Heidelberg. Google hat einen neuen Telefonservice für Anrufe ins Festnetz- und Mobilfunknetz in seinen E-Mail-Dienst Google Mail integriert. Doch ist der Dienst auch günstiger, als Telefonate mit Call-by-Call oder Skype? „Nein“, sagt Verivox nach einem Vergleich der drei Alternativen.

Telefonieren mit Google – wie es funktioniert

Jeder, der einen Account bei Google Mail besitzt, kann über einen Klick auf den Menüpunkt “Telefonieren” den Telefonservice starten. Benötigt werden entweder ein Headset oder am Computer angeschlossene Lautsprecher sowie ein Mikrofon. Außerdem muss Googles Telefonservice installiert werden. Über Googles Bezahldienst Checkout wird ein Guthaben für die kostenpflichtigen Telefonate aufgeladen, dafür ist eine Kreditkarte erforderlich.

Womit spart man am meisten?

Für ein Telefonat ins deutsche Festnetz werden rund 2,4 Cent pro Minute fällig, für Anrufe in deutsche Handynetze gut 9,5 Cent. Das klingt wenig, ist aber im Vergleich zu Call-by-Call doch viel: Mit dem günstigsten Anbieter zahlt man mit der Sparvorwahl ungefähr 1,7 Cent pro Minute ins deutsche Festnetz und 3 Cent ins deutsche Mobilfunknetz. Skype verlangt für vergleichbare Festnetztelefonate 2,2 Cent und 23,6 Cent für Telefonate ins deutsche Mobilfunknetz – plus einer Verbindungsgebühr.

Ähnlich sieht es aus, wenn man ins Ausland telefonieren möchte: Während man für ein Gespräch in die Türkei mit einer Call-by-Call-Vorwahl bloß 0,9 Cent pro Minute zahlt, berechnet Skype 3,2 Cent und Google 2,4 Cent pro Minute.
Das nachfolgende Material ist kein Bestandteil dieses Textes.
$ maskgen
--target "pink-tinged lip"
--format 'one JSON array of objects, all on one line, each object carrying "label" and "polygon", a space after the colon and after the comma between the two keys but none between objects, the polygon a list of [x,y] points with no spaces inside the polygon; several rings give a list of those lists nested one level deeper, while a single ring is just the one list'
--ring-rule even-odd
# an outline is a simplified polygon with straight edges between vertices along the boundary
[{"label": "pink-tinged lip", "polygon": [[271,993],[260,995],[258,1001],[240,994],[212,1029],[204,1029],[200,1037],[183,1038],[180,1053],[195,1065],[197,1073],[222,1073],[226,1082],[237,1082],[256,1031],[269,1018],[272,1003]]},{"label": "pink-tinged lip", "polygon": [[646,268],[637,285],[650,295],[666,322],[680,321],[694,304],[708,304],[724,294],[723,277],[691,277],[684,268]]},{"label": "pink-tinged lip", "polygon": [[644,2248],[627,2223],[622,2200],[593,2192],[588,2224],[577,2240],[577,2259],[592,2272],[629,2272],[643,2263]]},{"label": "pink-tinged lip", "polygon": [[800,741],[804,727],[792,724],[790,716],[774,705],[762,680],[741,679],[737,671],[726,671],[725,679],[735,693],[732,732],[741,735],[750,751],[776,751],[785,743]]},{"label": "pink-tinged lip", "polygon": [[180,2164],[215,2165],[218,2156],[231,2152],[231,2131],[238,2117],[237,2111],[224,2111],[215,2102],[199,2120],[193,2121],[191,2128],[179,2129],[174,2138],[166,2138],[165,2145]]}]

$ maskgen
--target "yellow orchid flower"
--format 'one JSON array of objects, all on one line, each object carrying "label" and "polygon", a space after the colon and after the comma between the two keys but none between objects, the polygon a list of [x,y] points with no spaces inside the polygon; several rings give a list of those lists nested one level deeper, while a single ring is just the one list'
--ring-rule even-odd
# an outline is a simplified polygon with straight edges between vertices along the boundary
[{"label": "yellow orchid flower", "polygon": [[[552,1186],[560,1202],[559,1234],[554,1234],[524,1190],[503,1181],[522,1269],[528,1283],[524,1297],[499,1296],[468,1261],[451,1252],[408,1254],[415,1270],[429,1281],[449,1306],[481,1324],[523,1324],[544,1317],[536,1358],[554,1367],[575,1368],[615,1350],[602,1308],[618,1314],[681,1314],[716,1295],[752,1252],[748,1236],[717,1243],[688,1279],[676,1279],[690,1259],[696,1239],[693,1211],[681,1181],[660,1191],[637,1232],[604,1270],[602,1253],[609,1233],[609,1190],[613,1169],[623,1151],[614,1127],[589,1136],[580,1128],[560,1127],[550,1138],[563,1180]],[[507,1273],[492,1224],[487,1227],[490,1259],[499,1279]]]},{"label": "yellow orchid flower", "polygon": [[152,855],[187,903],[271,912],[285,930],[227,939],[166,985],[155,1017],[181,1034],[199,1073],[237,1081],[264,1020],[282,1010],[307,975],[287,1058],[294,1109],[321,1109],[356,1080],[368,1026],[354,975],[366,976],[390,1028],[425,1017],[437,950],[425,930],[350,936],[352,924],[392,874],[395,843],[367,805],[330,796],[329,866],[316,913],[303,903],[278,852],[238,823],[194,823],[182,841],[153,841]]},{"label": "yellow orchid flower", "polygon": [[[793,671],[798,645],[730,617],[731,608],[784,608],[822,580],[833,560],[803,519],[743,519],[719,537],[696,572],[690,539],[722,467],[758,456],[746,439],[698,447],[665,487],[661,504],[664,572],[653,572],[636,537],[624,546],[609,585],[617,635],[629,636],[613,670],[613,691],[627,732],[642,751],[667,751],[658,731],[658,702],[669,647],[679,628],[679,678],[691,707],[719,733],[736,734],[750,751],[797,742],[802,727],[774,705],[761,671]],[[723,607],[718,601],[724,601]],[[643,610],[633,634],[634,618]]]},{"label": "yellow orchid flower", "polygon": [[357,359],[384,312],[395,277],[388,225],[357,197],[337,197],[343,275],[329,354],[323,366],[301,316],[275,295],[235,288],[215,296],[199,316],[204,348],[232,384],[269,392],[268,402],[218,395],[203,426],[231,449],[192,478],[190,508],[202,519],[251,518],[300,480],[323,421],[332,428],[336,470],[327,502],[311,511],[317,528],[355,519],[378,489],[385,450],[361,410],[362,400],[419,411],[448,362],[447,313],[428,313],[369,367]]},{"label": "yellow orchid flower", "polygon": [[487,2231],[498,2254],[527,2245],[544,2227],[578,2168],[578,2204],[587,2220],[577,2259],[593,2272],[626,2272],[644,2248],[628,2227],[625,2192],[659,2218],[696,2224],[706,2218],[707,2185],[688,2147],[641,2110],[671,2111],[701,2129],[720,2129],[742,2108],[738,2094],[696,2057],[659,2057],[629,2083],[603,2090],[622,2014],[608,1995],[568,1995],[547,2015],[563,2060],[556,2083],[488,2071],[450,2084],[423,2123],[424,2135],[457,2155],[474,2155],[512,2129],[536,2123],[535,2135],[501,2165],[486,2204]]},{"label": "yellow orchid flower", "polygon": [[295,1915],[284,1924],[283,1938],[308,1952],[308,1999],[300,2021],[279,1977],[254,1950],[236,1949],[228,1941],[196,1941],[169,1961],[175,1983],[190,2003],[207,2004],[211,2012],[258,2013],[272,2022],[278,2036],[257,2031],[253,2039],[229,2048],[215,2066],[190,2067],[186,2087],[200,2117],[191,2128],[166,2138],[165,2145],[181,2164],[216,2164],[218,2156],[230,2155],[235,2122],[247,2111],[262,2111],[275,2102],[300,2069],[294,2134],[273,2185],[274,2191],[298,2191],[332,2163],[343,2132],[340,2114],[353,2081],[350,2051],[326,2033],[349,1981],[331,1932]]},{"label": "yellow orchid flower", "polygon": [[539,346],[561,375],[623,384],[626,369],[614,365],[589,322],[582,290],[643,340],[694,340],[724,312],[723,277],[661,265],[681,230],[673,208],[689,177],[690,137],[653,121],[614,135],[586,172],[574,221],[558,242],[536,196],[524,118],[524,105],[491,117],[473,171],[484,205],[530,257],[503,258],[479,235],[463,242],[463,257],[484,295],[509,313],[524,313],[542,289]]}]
Noch größer ist der Preisunterschied für Gespräch in die Ukraine: Während Skype 13,2 Cent und Google 8,3 Cent kostet, zahlt man mit Call-by-Call gerade einmal 2,8 Cent je Minute.

Fazit: Call-by-Call unschlagbar im Preis

“Mit Call-by-Call ist das Telefonieren ins Ausland oder ins Mobilfunknetz immer noch am günstigsten. Da jedoch nur Telekom-Kunden diese Sparvorwahlen nutzen können, ist das Telefonieren mit Google für alle anderen eine lohnenswerte Alternative“, so Christof Zinkgräf, Telekommunikationsexperte bei Verivox.